Boston-based investment management company Callodine Group has acquired a majority stake in Thorofare Capital, a transaction that will allow the Los Angeles commercial real estate debt manager to expand its lending and fundraising platforms and ultimately expand into equity investments.
Thorofare Capital, founded by Kevin Miller, has carved out a strong niche in originating loans of $10 million to $100 million on transitional assets on properties in all categories throughout the US. This focus, along with a strong corporate culture and credit discipline, was appealing to Callodine.
James Morrow, founder and chief executive of Callodine, said these attributes were part of the attraction for the yield-focused investment management company.

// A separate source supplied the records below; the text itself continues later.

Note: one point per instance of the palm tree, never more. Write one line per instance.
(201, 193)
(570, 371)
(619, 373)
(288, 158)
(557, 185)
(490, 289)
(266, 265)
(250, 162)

“When we look at the broader market, there is a lack of yield. A strategy like Thorofare’s and broadening out what they can offer fits squarely in with what we’re trying to achieve, with a yield and income focus. These are factors that will be important for investors,” Morrow told affiliate title Real Estate Capital USA.
Miller and Morrow detailed a broad plan of expansion, discussing the potential for expanding Thorofare’s existing products into new areas of the market that include core-plus subordinate debt, JV equity and preferred equity.
“We will benefit from the capital and expertise of Callodine, but we will also see a significant benefit from their balance sheet,” Miller told Real Estate Capital USA.
“We want to be able to offer the full product set to reach borrowers from acquisition to bridge to special situation. One-stop shopping is something we’d love to provide to our borrower base.”
The partnership also means the expansion of Thorofare’s existing fund management platform and the potential addition of permanent capital vehicles. Permanent capital would give the company the ability to have a longer duration investment horizon, while increasing Thorofare’s access to capital, Miller noted.
Thorofare has originated more than $3 billion of loans since inception and has about $1.15 billion in AUM. Miller and Morrow declined to comment on potential growth, noting that the partners are looking at the business from a long-term perspective.
Callodine and Thorofare were introduced via Berkshire, an adviser to the latter. However, Morrow stated that Callodine had long been aware of Thorofare and wanted to get to know the business better. “We had a lot of mutual friends and connectivity that was very helpful in finding out more background and if we would be a cultural fit,” Morrow added.
On a property level, Miller noted the firm will continue to look across sectors. “We are very excited about particular asset classes: namely industrial, distribution, logistics and warehouse, cold storage and data centers,” he said. “Multifamily will also continue to be in vogue.”
Berkshire Global Advisors served as exclusive financial adviser and Kirkland & Ellis served as legal counsel to Thorofare. Meanwhile, Aviditi Advisors served as strategic advisor and Skadden, Arps, Slate, Meagher & Flom served as legal counsel to Callodine.